Civil rights and advocacy group the Council for American Islamic Relations (CAIR) filed a federal lawsuit on Monday (30 January) claiming that US President Donald Trump's temporary travel ban on people from seven Muslim majority countries is unconstitutional.

CAIR said that the lawsuit was filed on behalf of "more than 20 named and 'John Doe' individuals".

The lawsuit claims that "the absence of the words Islam or Muslim does nothing to obscure" the law's real intent.

It goes on to say that the order has a "second and equally central purpose ... to initiate the mass expulsion of immigrant and nonimmigrant Muslims lawfully residing in the United States by denying them the ability to renew their lawful status or receive immigration benefits afforded to them under the Immigration and Nationality Act of 1965 – based solely on their religious beliefs".

The order has already been branded "unconstitutional, un-American, and unlawful" by the Attorney Generals of 15 states and the District of Columbia, and has sprouted protest movements all over the US. In the UK, it has led to calls for Trump's planned visit to be cancelled, with a petition reaching over 1.5 million signatures.

The White House struck back at criticism on Sunday (29 January) in a statement that took aim at the media and claimed that the order was similar to an Obama administration order from 2011.

"My policy is similar to what President Obama did in 2011 when he banned visas for refugees from Iraq for six months. The seven countries named in the Executive Order are the same countries previously identified by the Obama administration as sources of terror."

The statement also tried to attack the dubbing of the order as a Muslim ban. Trump said: "To be clear, this is not a Muslim ban as the media are falsely reporting. This is not about religion – this is about terror and keeping our country safe."

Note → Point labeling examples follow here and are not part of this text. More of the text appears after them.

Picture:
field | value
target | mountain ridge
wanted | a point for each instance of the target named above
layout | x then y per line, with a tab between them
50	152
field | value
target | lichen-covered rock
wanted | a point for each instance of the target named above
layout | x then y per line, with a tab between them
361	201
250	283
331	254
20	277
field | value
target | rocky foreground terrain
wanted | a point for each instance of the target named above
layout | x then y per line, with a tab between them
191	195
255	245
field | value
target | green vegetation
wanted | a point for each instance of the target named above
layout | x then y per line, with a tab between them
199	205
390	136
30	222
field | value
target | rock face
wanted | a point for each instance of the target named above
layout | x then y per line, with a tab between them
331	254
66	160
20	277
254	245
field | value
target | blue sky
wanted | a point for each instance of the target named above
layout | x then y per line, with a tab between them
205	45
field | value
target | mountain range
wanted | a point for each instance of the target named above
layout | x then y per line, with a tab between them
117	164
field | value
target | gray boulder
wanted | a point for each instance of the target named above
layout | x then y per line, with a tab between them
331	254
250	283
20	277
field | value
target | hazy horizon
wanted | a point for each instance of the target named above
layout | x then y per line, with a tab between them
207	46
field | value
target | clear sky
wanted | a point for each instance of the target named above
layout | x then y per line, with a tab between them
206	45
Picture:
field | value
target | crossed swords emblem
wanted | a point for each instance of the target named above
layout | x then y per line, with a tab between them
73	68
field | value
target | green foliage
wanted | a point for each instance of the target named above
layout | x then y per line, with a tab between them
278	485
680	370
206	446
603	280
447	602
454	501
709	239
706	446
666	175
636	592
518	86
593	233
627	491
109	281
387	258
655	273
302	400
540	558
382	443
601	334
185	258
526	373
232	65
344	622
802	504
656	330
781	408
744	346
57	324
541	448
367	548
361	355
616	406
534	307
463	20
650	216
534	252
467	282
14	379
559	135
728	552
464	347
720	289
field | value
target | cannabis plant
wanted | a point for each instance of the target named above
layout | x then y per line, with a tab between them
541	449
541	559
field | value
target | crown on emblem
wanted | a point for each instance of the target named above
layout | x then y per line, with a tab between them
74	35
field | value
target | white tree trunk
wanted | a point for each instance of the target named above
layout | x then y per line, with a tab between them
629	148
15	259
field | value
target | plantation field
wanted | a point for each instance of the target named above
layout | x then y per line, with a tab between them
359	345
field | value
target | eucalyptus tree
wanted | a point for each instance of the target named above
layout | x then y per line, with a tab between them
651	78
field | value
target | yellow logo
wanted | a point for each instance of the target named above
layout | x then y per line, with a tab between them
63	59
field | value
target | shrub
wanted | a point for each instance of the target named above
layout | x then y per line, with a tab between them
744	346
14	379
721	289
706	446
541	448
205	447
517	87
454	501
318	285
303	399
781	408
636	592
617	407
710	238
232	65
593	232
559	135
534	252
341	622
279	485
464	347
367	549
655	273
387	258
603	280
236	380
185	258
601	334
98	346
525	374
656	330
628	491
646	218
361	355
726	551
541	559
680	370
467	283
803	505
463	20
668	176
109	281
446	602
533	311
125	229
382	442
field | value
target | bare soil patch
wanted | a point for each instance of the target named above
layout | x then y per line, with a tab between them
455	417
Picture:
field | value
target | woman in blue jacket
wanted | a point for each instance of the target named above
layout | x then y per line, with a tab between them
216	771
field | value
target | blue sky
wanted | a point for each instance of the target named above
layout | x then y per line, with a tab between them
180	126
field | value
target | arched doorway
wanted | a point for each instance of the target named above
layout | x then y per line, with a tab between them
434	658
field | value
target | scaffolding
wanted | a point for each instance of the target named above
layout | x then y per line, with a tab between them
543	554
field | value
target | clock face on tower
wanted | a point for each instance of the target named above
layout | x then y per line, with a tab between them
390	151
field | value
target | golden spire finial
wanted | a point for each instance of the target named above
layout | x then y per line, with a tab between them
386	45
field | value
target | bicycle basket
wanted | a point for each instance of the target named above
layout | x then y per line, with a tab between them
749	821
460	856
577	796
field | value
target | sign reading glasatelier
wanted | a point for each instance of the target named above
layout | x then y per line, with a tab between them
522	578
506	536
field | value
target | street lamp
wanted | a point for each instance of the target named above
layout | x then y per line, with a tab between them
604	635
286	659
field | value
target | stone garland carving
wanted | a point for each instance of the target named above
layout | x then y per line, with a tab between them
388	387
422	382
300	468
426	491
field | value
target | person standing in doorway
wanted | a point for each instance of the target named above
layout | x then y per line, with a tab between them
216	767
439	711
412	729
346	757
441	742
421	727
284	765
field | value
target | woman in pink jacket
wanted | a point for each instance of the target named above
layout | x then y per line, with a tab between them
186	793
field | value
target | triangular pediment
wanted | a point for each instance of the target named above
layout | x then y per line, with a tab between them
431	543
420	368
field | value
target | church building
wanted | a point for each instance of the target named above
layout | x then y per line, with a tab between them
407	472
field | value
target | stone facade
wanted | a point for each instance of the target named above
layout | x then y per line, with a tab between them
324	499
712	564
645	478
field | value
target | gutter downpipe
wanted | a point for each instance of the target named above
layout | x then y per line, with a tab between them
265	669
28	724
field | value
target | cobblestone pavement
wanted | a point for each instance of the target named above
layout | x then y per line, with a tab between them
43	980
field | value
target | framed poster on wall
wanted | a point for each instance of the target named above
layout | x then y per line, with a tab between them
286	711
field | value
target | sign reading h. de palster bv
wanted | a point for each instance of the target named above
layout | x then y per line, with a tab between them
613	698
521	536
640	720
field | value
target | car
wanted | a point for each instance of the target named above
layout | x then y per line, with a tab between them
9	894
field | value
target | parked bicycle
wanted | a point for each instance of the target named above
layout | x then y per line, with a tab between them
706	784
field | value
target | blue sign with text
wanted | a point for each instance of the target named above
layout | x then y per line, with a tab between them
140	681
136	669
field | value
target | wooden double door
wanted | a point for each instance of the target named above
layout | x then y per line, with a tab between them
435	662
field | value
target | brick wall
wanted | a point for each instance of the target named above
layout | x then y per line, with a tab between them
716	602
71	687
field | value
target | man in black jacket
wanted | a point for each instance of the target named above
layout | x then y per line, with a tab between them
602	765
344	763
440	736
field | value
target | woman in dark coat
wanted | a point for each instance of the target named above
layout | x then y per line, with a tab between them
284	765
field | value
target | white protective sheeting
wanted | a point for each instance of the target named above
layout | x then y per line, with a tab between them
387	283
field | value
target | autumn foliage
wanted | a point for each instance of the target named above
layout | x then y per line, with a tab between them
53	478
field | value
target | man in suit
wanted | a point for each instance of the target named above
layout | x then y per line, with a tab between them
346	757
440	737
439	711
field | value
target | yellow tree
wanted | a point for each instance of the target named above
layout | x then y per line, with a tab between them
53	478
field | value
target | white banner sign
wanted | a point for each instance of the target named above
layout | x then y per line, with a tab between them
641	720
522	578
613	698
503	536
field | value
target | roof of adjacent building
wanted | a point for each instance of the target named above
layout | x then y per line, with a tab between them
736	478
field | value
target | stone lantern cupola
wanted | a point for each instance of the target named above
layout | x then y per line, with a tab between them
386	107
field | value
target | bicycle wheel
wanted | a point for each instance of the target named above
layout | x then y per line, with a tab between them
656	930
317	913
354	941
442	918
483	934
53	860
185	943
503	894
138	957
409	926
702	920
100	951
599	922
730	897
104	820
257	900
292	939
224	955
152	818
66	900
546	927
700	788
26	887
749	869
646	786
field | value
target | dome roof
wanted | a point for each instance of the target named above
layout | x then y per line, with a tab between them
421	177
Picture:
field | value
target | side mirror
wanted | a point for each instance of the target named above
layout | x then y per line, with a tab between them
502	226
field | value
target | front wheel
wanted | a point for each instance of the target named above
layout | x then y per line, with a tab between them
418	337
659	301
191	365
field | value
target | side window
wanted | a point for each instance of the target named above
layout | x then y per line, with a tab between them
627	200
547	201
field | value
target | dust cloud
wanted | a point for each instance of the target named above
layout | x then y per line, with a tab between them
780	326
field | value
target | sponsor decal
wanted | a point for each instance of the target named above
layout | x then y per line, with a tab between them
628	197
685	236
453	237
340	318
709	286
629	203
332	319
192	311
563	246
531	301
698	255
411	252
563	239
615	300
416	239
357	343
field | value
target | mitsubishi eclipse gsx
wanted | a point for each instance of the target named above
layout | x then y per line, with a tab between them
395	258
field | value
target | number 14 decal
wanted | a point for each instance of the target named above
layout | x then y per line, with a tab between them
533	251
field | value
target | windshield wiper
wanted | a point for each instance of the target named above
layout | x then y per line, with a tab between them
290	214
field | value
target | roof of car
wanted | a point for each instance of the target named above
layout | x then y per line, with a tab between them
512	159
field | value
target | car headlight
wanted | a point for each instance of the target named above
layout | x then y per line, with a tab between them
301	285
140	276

The CAIR lawsuit disputes that. Referring to the order as the "Muslim Exclusion Order", it reads: "The Muslim Exclusion Order is also narrower than originally proposed, because it applies only to a subset of Muslims rather than all Muslims. This, however, does not cure the policy of its constitutional infirmity. While the Muslim Exclusion Order does not apply to all Muslims, the policy only applies to Muslims."